Rather than having HootSuite, Digg, etc. etc. do a frame implementation, a publisher could embed Javascript on their page that did the same thing (much like Digg widgets, just with expanded functionality).
But they could choose to embed it, and probably get some direct analytics from it. Users could still opt out, or the publisher could *choose* to not use it on a particular page.
Personally, as heavy web surfer/power user/linker/blogger/whatever you want to call me, I find no use for these bars whatsoever. And it’s telling that, so far, the only people I’ve seen defending the toolbars during these controversies are people affiliated with the sites that generate them, i.e. those who have something to gain from them.
For the most part, we users have little or nothing to gain, and lots to lose to inconvenience and confusion.
I use Digg sparingly, for instance, and if I want to Digg something, I’ll do it at the site. If I create a link on Facebook, I want people to go to the page, not a framed linkbar version of the page. If I use a shortened URL (which I only do on Twitter, since it’s necessary there), I want to create one that redirects cleanly, not with a linkbar, and if I click one, I want it to provide me the same courtesy.
The thing with all these bars is that they should not be opt-out. They should be opt-in. For the user. Maybe even for the target site maintainer. (I currently have a script that automatically kills the Diggbar for people visiting my blog, and may soon install a more universal one for any incoming link that shows my site to people in a frame.)
It’s fine that ow.ly gives users a one-time opt-out, as far as it goes.
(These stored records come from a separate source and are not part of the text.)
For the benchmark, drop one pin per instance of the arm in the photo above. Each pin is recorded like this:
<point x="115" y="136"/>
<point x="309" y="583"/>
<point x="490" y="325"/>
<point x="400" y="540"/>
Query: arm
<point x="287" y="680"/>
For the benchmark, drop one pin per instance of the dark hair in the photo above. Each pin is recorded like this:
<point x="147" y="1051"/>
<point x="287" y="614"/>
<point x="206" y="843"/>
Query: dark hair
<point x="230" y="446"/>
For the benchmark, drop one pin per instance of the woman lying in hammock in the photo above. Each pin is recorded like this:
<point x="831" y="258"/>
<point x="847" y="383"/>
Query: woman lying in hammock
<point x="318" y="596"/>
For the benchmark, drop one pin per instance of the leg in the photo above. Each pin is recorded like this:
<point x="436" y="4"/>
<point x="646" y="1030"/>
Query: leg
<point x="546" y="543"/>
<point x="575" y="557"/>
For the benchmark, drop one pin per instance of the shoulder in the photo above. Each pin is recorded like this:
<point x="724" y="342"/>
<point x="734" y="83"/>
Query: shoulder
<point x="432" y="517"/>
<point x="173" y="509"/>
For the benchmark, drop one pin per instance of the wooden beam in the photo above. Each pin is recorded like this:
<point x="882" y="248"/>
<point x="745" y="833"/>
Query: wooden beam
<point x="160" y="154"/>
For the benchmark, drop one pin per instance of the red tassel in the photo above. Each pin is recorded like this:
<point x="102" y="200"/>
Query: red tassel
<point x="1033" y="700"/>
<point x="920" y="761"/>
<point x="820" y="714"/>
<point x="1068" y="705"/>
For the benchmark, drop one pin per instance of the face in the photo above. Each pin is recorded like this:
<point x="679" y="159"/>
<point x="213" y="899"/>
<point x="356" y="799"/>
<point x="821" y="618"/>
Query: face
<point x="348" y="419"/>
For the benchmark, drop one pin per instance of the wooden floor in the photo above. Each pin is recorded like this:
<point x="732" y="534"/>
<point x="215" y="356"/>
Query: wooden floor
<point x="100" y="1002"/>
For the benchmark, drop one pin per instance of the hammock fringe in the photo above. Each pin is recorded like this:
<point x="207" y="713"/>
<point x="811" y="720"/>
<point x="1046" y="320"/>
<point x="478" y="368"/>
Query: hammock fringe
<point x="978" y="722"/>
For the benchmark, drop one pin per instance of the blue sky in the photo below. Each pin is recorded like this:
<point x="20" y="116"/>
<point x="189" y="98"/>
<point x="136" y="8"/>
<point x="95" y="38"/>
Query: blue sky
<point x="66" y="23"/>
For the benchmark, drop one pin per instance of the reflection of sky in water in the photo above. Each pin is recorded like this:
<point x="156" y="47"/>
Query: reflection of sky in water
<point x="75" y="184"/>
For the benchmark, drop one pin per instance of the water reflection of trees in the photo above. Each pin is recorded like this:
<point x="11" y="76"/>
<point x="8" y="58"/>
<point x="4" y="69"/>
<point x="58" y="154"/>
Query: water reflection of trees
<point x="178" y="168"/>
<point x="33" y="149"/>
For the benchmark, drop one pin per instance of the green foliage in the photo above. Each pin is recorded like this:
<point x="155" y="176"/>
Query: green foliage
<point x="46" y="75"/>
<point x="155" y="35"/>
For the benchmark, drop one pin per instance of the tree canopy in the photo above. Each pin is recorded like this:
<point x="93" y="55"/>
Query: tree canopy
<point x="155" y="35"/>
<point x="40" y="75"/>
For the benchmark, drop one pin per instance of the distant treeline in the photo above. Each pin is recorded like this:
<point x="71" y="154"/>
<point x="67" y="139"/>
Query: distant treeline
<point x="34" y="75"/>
But that’s like each individual junk mail sender saying I can opt out of their junk mail — it puts a big load on me to get rid of something I never wanted or asked for.
Plus it’s not really one-time. It’s once per user, per browser, per computer, as long as you maintain your cookies. If I’m on another computer in my house, or a public machine, or I use another browser or another user account, or a mobile device, or clear my cookies, or reinstall stuff, I have to opt out again, for that one service. And again for other services, playing whack-a-mole whenever I encounter such a bar.
And I do: my first task when I encounter a framed toolbar from any link is to kill the bar, before I look at the content of the page, because (a) I have yet to find a toolbar that gives me any features I want, and (b) too often I’ve had the bars screw up navigation, so if I click links within the framed page, then kill the bar, I go back to some previous page rather than the one I want. Oh, and I can’t see the real URL I want to copy to make a link.
Less obsessed users than me might not care, or notice, but I notice for them, because then they send me links that don’t go to the original site, but to a linkbarred version.
So the only thing these toolbars have done for me, since About.com and others introduced them years ago, is piss me off. And they’re doing that more and more. For me, they offer a guise of being helpful while really being corrosive to the Web’s usability, to benefit the bar-generating company or organization instead of me. They are, to my mind, a step back, and a trend that deserves to go away.
I’ll do my best to hasten that process.
This is the same issue that arose about 14 years ago when Netscape introduced frames. Jakob Nielsen names it the #1 problem in “Top Ten Web Design Mistakes of 1996”: http://www.useit.com/alertbox/9605a.html
Now the web is being built by these young punks who were in kindergarten in 1996 and wouldn’t know Jakob Nielsen from any other Dane with long sideburns. We, the thirtysomethings, the elder statemen of the web, must remind our young brethren of the historical lessons learned.
The solution is simple. Bring back .
🙂
(that was supposed to be the “marquee” tag)
You so old, your tag has been deprecated.